I haven’t been this excited about a book or series of books in a while. Back when Mortimer Adler (How to Read a Book) was with the Encyclopedia Britannica he edited a series of books called The Great Ideas Today. Basically, the old elitist (note: I think that’s a good thing) wanted to popularize academic excitement. Taking his list of the 50 great ideas he and Robert Hutchins rounded up the important scholars and authors of the day and had them produce essays on a theme. This would be followed up by an essay from the editors on what the Great Books can say about the subject and a literary section featuring exciting work in literature. These were apparently published every year (I say apparently because I don’t really know).

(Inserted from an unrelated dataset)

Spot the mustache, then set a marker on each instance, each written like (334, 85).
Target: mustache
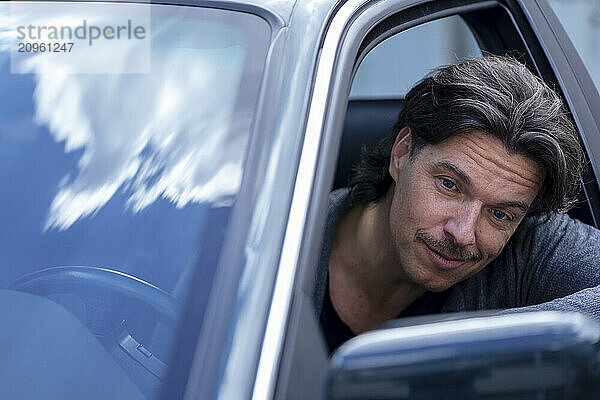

I bought three of the things on the weekend, at the library “Giant Used Book Sale.” The sale wasn’t exactly giant. Sure, 5 dollars for as many books as can be carried in a stretched out grocery-store bag was kind of cool—although some of the bags were slimy-dirty—but the selection wasn’t really there. For instance, my son and I were excited to find an animated Rikki-Tikki-Tavvi film in the A/V section, until we realized it was Beta. Beta! Anyway, The Great Ideas Today.
I’m sort of a Mortimer Adler nut. His How to Read a Book was kind of influential on me—I’m sure you noticed. He’s even had me reading Aristotle. Consequently, I almost fell over when I saw The Great Ideas Today. I mean, look, here’s the volume I’m reading now: 1963, Does The Conquest of Space Increase Man’s Stature? Not, is it good to spend money on space exploration? Not, what will we find out there? But, what will the conquest of space do to the noble animal? And what does this mean in terms of the book? Well you get Aldous Huxley and Paul Tillich, amongst others, essaying on it. You get the classical-minded editors writing an essay on The Tempo of History, the speeding up of the world. Plus, an essay on Saul Bellow and an unabridged Death of Venice by Thomas Mann. Aldous Huxley and Paul Tillich on the Space Race? Yes! And it annoys them in interesting ways I can’t immediately argue with? Yes!
The other two volumes discuss Heroism and Tradition. I’m in heaven. If you ever see these volumes lying around at a used book sale, put them in a slimy grocery bag and take them home. I don’t think you’ll be disappointed.
Bonus link: In looking for information that would help me pretend I know what I’m talking about I found Mortimer Adler’s Favorite Books. Cool.